Many parents instill in children from earliest years, “It’s important to tell the truth.” Example: “Did you take Susan’s doll? Did you put it in the dryer?” Pause. No response. “Tell me the truth. I won’t be angry if you tell me the truth.” A three year old weighs her options and the expression on her mother’s face. And her past experience, of course, with telling a lie or telling the truth. The point is that telling a lie or the truth starts early with children. And they sort out the consequences very early as well. They also learn from listening and watching what we, the parents do. That may be the best teacher of all. They hear discussions around income tax time, when all the papers are spread on the dining room table. As they grow older, they hear comments about “reporting certain items and not others.” They’re very smart. They learn all the time about honesty and telling lies.
They also hear false compliments between friends and relatives about all sorts of every day events. “That was the most delicious turkey I ever tasted.” “Love the new drapes. They’re so colorful. Brighten the room.” Later at home, the truth comes out. “She always cooks the turkey too long. Dries right out.” “Those drapes were in terrible taste. Looks like a Holiday Inn.” Very confusing to a child. Two conflicting statements. First, positive. Then negative. Are their parents telling lies?
Dissecting a lie always leads us to context, motivation and consequences. Whether for a child or for a president. Do we always tell it like it is? De we consider hurting the feelings of other people? Are we truthful in our responses when someone asks us to comment upon their attire, their appearance or their work? Do we soften what we say? Do we weigh the consequences implicitly before we answer?

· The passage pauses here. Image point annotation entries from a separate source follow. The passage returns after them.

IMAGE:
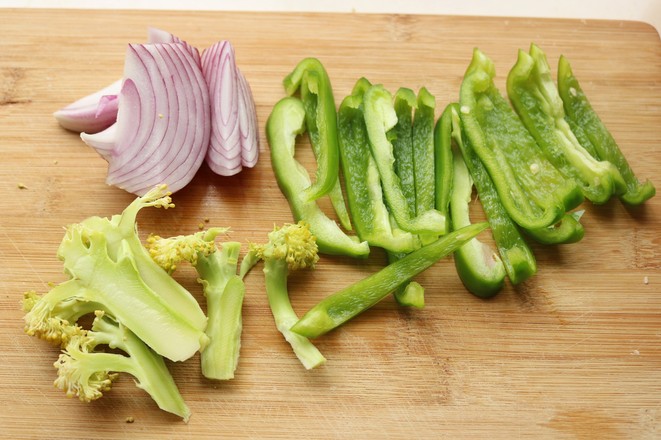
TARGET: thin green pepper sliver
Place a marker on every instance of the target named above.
(515, 253)
(595, 137)
(536, 100)
(286, 121)
(567, 230)
(423, 151)
(531, 189)
(480, 268)
(380, 118)
(369, 214)
(401, 136)
(341, 306)
(311, 78)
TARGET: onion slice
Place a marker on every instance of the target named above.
(247, 123)
(234, 134)
(155, 35)
(92, 113)
(163, 124)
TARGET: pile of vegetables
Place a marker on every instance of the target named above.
(172, 110)
(409, 178)
(398, 178)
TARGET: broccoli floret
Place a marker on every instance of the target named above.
(121, 231)
(117, 288)
(223, 289)
(291, 247)
(112, 271)
(86, 372)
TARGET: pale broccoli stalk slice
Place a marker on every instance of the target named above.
(223, 289)
(291, 247)
(86, 373)
(119, 288)
(122, 228)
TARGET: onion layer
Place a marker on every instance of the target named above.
(172, 110)
(234, 136)
(92, 113)
(163, 124)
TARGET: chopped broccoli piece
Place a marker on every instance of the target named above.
(223, 289)
(117, 288)
(86, 373)
(291, 247)
(121, 230)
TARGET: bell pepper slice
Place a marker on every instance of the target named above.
(568, 230)
(340, 307)
(401, 136)
(380, 118)
(479, 267)
(370, 215)
(595, 136)
(285, 123)
(531, 189)
(515, 253)
(535, 98)
(311, 79)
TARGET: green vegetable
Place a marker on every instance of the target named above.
(443, 165)
(291, 247)
(413, 151)
(595, 137)
(87, 372)
(401, 137)
(341, 306)
(111, 269)
(567, 230)
(423, 156)
(536, 100)
(380, 118)
(369, 214)
(316, 93)
(515, 254)
(286, 121)
(223, 288)
(531, 189)
(480, 268)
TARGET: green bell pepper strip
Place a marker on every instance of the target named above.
(316, 93)
(531, 189)
(515, 253)
(370, 215)
(423, 152)
(567, 230)
(380, 118)
(401, 137)
(341, 306)
(443, 164)
(535, 98)
(480, 268)
(286, 121)
(595, 137)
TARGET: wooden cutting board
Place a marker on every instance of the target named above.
(574, 353)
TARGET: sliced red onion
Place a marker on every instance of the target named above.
(247, 123)
(92, 113)
(155, 35)
(163, 125)
(220, 73)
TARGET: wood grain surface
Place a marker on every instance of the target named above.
(574, 353)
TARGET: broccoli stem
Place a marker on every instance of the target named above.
(150, 371)
(79, 365)
(275, 273)
(224, 291)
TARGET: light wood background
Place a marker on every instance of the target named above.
(574, 353)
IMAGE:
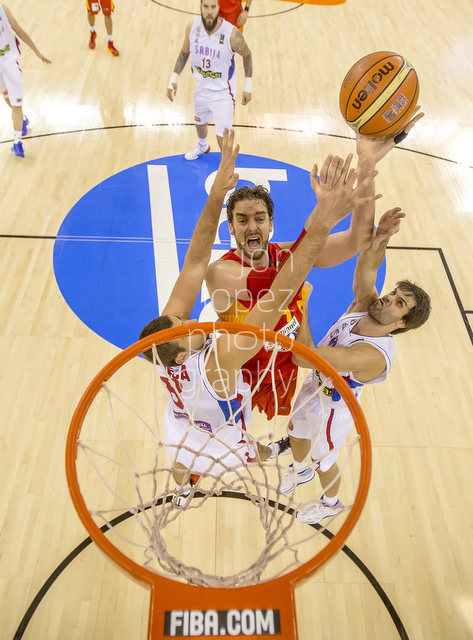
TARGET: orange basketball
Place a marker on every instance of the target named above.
(379, 94)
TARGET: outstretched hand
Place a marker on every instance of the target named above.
(375, 149)
(226, 178)
(388, 225)
(336, 192)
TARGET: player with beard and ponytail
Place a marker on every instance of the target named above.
(359, 346)
(237, 280)
(212, 42)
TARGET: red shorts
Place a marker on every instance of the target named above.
(94, 6)
(264, 397)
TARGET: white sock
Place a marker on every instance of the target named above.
(183, 489)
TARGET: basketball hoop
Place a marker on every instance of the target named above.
(266, 605)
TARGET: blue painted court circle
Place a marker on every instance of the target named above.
(120, 247)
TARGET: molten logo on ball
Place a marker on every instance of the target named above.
(371, 86)
(379, 94)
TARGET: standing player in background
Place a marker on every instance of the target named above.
(207, 394)
(359, 346)
(11, 83)
(236, 280)
(93, 7)
(212, 42)
(232, 11)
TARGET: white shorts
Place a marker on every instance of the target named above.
(327, 427)
(11, 83)
(221, 104)
(198, 452)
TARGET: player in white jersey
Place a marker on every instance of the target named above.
(360, 347)
(200, 377)
(212, 42)
(11, 84)
(193, 401)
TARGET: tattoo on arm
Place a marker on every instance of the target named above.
(181, 62)
(239, 46)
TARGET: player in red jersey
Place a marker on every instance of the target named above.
(93, 7)
(241, 276)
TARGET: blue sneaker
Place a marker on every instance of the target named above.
(18, 149)
(24, 131)
(293, 480)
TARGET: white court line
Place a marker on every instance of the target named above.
(166, 261)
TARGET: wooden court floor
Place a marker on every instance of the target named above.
(92, 116)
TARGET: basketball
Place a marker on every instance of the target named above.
(379, 94)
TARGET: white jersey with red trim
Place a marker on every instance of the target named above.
(9, 43)
(212, 57)
(192, 400)
(341, 335)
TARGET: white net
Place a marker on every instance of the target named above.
(232, 525)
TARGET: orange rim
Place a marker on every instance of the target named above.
(153, 579)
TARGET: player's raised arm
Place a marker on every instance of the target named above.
(189, 282)
(369, 261)
(21, 33)
(344, 245)
(239, 45)
(333, 205)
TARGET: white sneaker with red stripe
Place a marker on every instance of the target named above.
(197, 152)
(318, 511)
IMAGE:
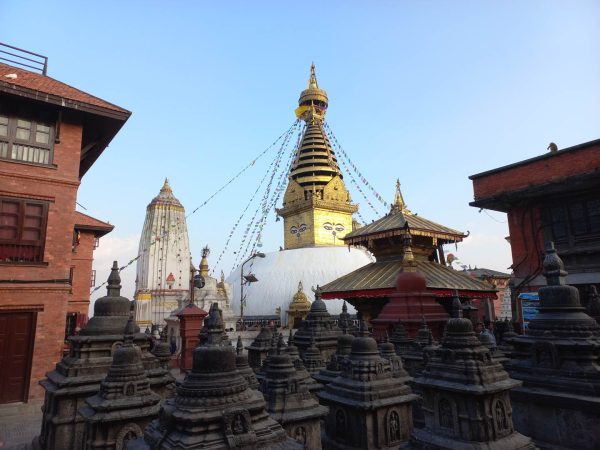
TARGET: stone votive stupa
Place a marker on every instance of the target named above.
(79, 374)
(557, 360)
(214, 407)
(318, 325)
(466, 399)
(289, 401)
(125, 403)
(368, 408)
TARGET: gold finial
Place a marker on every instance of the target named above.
(312, 81)
(399, 205)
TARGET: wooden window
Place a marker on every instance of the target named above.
(22, 230)
(23, 139)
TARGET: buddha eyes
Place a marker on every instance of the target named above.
(299, 229)
(337, 227)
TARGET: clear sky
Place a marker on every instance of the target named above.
(426, 91)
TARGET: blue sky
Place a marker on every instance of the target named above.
(425, 91)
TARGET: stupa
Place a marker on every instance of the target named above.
(465, 392)
(125, 403)
(289, 401)
(298, 308)
(320, 326)
(214, 407)
(558, 362)
(335, 364)
(367, 407)
(79, 374)
(317, 213)
(163, 267)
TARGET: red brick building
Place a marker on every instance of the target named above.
(50, 135)
(555, 196)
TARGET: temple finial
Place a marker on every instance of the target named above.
(114, 281)
(312, 81)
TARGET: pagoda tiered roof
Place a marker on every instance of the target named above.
(378, 279)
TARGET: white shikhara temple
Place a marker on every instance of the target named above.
(163, 268)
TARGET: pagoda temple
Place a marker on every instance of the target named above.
(403, 241)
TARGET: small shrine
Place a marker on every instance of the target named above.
(335, 364)
(79, 374)
(298, 309)
(466, 399)
(558, 404)
(125, 403)
(403, 241)
(320, 326)
(289, 401)
(368, 408)
(258, 350)
(214, 406)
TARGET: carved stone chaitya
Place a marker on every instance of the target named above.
(79, 374)
(125, 403)
(368, 408)
(334, 366)
(214, 407)
(241, 363)
(465, 392)
(313, 385)
(258, 350)
(558, 361)
(289, 402)
(318, 325)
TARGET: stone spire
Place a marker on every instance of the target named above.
(241, 363)
(214, 407)
(557, 360)
(289, 401)
(367, 407)
(318, 325)
(79, 375)
(125, 403)
(465, 392)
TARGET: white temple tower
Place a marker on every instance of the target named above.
(163, 268)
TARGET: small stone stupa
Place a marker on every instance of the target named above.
(214, 407)
(318, 325)
(79, 374)
(289, 402)
(465, 392)
(367, 407)
(335, 364)
(125, 403)
(558, 362)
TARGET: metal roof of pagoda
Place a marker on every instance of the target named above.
(378, 279)
(394, 224)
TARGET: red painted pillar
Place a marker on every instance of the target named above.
(409, 304)
(191, 321)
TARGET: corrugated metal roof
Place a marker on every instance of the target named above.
(397, 221)
(382, 275)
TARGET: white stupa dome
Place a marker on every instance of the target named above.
(278, 274)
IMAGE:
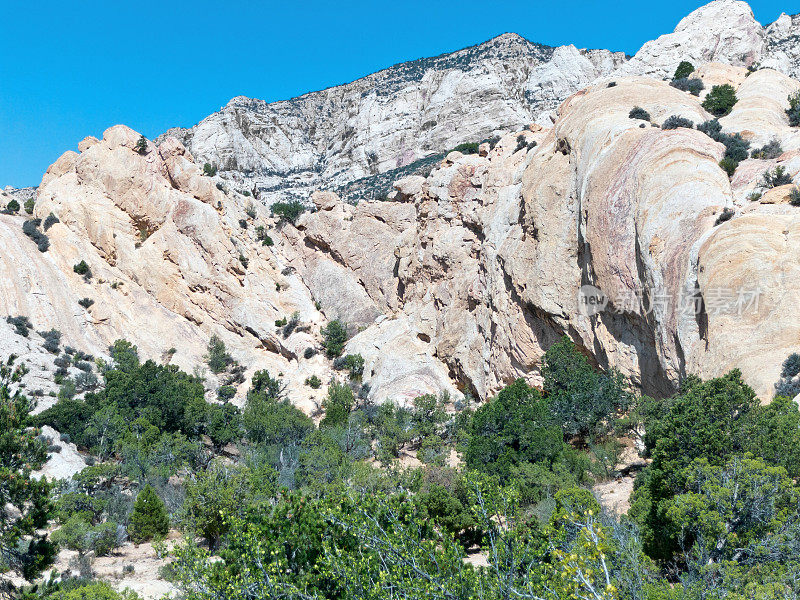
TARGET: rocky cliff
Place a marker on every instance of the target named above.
(396, 118)
(464, 279)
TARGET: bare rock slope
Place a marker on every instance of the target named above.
(343, 138)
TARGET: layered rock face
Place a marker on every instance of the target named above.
(480, 264)
(396, 118)
(173, 261)
(389, 119)
(468, 275)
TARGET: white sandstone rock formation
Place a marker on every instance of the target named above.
(394, 122)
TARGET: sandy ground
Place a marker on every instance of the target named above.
(144, 580)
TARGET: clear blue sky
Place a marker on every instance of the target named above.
(72, 69)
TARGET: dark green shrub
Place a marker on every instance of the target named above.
(768, 151)
(141, 145)
(21, 325)
(685, 68)
(52, 340)
(225, 393)
(31, 229)
(337, 405)
(50, 221)
(288, 211)
(149, 518)
(728, 165)
(83, 269)
(217, 357)
(736, 147)
(334, 336)
(776, 177)
(793, 112)
(269, 419)
(467, 148)
(586, 402)
(720, 100)
(514, 427)
(637, 112)
(353, 363)
(313, 382)
(261, 236)
(674, 121)
(693, 86)
(791, 366)
(725, 215)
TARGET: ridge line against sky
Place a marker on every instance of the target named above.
(72, 70)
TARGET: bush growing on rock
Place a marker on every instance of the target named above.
(141, 145)
(728, 165)
(337, 405)
(225, 393)
(334, 336)
(637, 112)
(263, 237)
(31, 229)
(52, 340)
(585, 401)
(26, 504)
(768, 151)
(776, 177)
(353, 363)
(720, 100)
(467, 148)
(674, 121)
(725, 215)
(693, 86)
(22, 325)
(83, 269)
(49, 221)
(149, 518)
(288, 211)
(685, 68)
(793, 112)
(217, 357)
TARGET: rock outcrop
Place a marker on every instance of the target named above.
(394, 121)
(389, 119)
(482, 261)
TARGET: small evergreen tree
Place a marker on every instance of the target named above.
(684, 70)
(335, 337)
(217, 358)
(149, 518)
(141, 145)
(22, 548)
(720, 100)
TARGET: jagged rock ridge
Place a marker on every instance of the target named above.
(396, 117)
(391, 118)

Think of the people you know. Whom do you consider to be a truthful person? Is that an important measure in how you judge character? Is that what you value in friendship? Are there other measures as important or more important to you? There are no right or wrong answers to these questions. They are posed as springboards to reflection and discussion.
It may be time to turn our attention to other attributes: Kindness. Empathy. Conscience. Loyalty. Tolerance as opposed to prejudice. Standing up and speaking out for what we believe in. These too are worthy ideals we seek to instill in our children. We have to remember that they learn every day from our actions as well as our words about all our values — including honesty.
You have articulated so elegantly why it is so important to be ethical and honest and the choices we all have and the consequences. The fact still remains that at the very very low level is the question , do you hurt someone’s feelings if the do something for you or give you a gift that you don’t like , do you tell the truth.
I vote that you not hurt someone’s feelings. Thank you for being a wise role model in this pyramid of ethics. It is black and white at most levels but at the very low levels, it is important to think things through…
Very well done. Many years ago I adopted a saying that I have used during those times when the truth would have been too painful for one to bear: “The truth, I’ll timed, is worse than a lie.” One could question honesty in such times, but I think the sin has to be committed nevertheless.
Honesty – A very interesting topic. I believe we all deal with this issue daily. Not only must we decide whether or not to be honest with others, but so often we are not honest with ourselves and don’t even realize it.
“If you do not tell the truth about yourself you cannot tell it about other people.”